Symptoms of lupus nephritis

Symptoms of lupus nephritis

How does a patient with lupus nephritis present clinically?

Although kidney involvement may be the first sign of SLE in an individual patient, lupus nephritis typically becomes clinically apparent as a manifestation of the systemic disease.

In the Systemic Lupus International Collaborating Clinics classification criteria, patients with biopsy-proven lupus nephritis in the presence of antinuclear antibodies (ANA) or antibodies to double-stranded DNA (anti-dsDNA) satisfy criteria for a diagnosis of SLE.

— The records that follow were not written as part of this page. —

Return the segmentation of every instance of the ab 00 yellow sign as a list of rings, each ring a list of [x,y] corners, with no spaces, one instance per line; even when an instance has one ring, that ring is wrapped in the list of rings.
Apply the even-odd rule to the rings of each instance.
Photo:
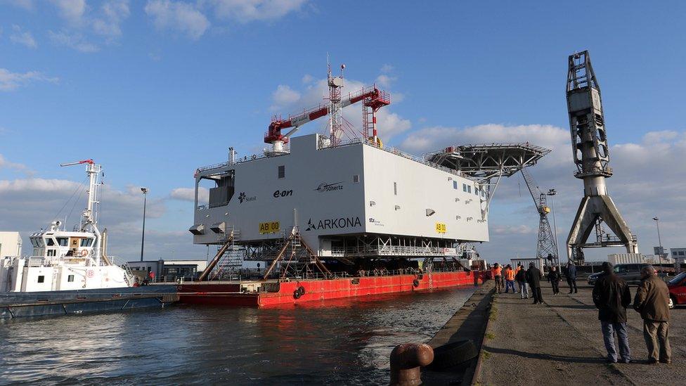
[[[281,229],[279,221],[261,222],[259,223],[260,233],[276,233]]]

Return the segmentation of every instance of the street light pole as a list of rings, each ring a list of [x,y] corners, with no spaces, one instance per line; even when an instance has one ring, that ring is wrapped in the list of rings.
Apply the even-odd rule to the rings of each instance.
[[[655,220],[655,225],[657,226],[657,241],[660,245],[660,265],[662,265],[662,255],[664,251],[662,250],[662,238],[660,238],[660,219],[657,217],[653,217]]]
[[[141,261],[143,261],[143,250],[145,246],[145,210],[148,205],[148,188],[141,188],[143,192],[143,234],[141,236]]]
[[[555,221],[555,199],[552,198],[557,194],[557,191],[555,189],[548,189],[547,194],[550,196],[550,201],[552,202],[552,227],[555,229],[555,253],[557,254],[557,271],[562,272],[560,271],[562,268],[559,265],[559,245],[557,243],[557,221]]]

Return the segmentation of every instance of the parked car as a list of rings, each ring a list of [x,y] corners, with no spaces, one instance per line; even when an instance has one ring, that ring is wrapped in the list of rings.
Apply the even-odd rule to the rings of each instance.
[[[627,284],[639,284],[641,282],[641,269],[649,264],[617,264],[614,266],[614,274],[624,279]],[[595,282],[600,277],[602,272],[593,274],[588,276],[588,284],[595,285]]]
[[[686,272],[682,272],[667,282],[669,288],[669,308],[686,304]]]

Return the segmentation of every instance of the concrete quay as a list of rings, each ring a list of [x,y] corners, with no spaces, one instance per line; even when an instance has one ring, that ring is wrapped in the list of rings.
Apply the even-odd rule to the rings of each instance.
[[[591,298],[592,288],[552,295],[543,284],[543,304],[519,294],[496,296],[474,385],[683,385],[686,380],[686,307],[671,310],[672,364],[649,365],[642,321],[627,310],[632,363],[607,364]],[[635,286],[631,286],[634,296]],[[464,384],[464,383],[463,383]]]

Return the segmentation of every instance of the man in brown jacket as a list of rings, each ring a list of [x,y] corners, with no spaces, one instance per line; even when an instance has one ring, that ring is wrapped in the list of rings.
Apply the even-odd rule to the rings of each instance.
[[[652,266],[644,267],[641,270],[641,284],[633,300],[633,309],[641,313],[643,319],[643,337],[648,348],[649,364],[671,363],[668,304],[667,285],[658,277]]]

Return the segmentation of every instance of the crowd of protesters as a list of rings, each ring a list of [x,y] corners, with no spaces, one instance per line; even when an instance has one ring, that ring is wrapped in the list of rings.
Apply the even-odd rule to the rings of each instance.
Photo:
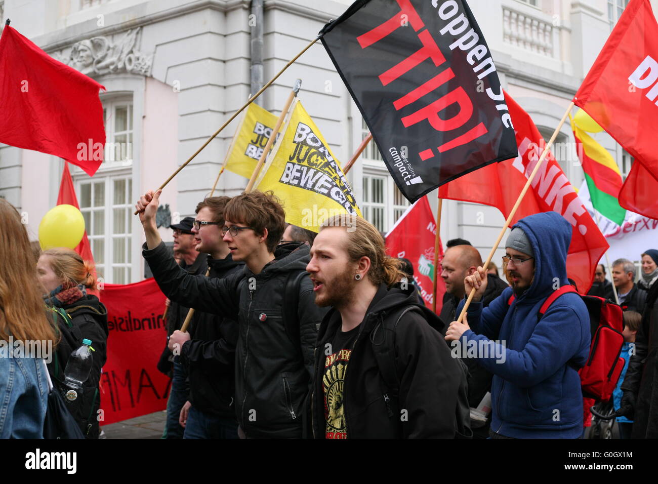
[[[572,282],[571,227],[558,214],[513,226],[505,281],[495,265],[482,267],[468,241],[449,241],[437,315],[413,265],[388,255],[361,217],[330,217],[315,233],[286,224],[270,192],[211,197],[170,226],[172,254],[156,226],[160,195],[149,192],[136,206],[143,257],[168,298],[158,362],[172,378],[164,438],[583,436],[588,404],[578,369],[590,354],[590,315],[575,292],[542,307],[556,281]],[[0,266],[0,340],[55,348],[47,365],[0,358],[0,437],[43,436],[49,391],[66,391],[63,366],[86,338],[93,367],[68,410],[85,437],[97,438],[108,329],[93,267],[67,249],[35,257],[20,215],[2,200],[0,224],[0,253],[14,261]],[[613,399],[622,438],[658,436],[658,250],[641,257],[639,279],[619,259],[607,268],[611,282],[597,267],[589,292],[624,311],[624,366]]]

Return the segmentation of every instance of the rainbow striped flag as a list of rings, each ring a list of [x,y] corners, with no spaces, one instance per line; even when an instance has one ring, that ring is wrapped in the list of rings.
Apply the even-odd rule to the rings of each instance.
[[[626,209],[619,205],[618,200],[622,186],[619,167],[608,150],[579,127],[573,119],[571,129],[576,144],[582,147],[577,151],[585,173],[592,204],[603,217],[621,225],[626,217]]]

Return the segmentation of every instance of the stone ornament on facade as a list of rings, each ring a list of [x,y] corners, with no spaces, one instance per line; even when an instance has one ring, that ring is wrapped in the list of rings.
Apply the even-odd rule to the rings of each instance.
[[[63,52],[53,55],[87,76],[128,72],[151,74],[152,55],[136,49],[141,28],[128,30],[116,43],[108,37],[92,37],[73,44],[68,57]]]

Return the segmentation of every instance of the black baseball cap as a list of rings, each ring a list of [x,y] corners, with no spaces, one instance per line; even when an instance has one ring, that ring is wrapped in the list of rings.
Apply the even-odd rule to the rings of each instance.
[[[194,225],[193,217],[186,217],[180,223],[172,224],[169,226],[170,229],[178,229],[181,232],[186,234],[192,233],[192,226]]]

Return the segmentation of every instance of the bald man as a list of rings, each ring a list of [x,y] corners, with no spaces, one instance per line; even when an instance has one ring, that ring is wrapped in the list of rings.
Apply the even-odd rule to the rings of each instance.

Some patients with lupus nephritis are asymptomatic, but classically patients will have a variety of systemic manifestations including but not limited to the following:

  • • Cutaneous abnormalities
  • • Fever
  • • Malaise
  • • Weight loss
  • • Synovitis
  • • Raynaud phenomenon
  • • Serositis
  • • Pericarditis
  • • Retinopathy
  • • Thrombotic microangiopathy (TMA)
  • • Neuropsychiatric involvement
  • • Hematologic abnormalities
    • • Leukopenia
    • • Anemia
    • • Thrombocytopenia

Evidence of immunologic activity in the serum is usually present as ANA, anti-dsDNA and Smith (anti-Sm), and hypocomplementemia (see Serologic Evaluation, further on). The pattern of clinical activity varies between patients but characteristically is one of relapsing and remitting disease.

Only 10% of patients with discoid lupus will develop SLE; if so, they seldom develop nephritis. Certain medications, such as hydralazine or procainamide, may cause drug-induced systemic lupus, but they are only rarely associated with lupus nephritis.

In patients with kidney involvement, presentation can range from subtle disease such as asymptomatic microscopic hematuria and proteinuria on urinalysis with normal kidney function to nephritic and/or nephrotic syndrome and rapidly progressive glomerulonephritis with kidney failure and hypertension. Nephrotic syndrome is present in approximately 25% of patients during their disease course.

Microscopic hematuria is commonly associated with proteinuria and rarely found in isolation. Kidney failure, defined by an elevated serum creatinine, is present in approximately 40% of patients with lupus nephritis.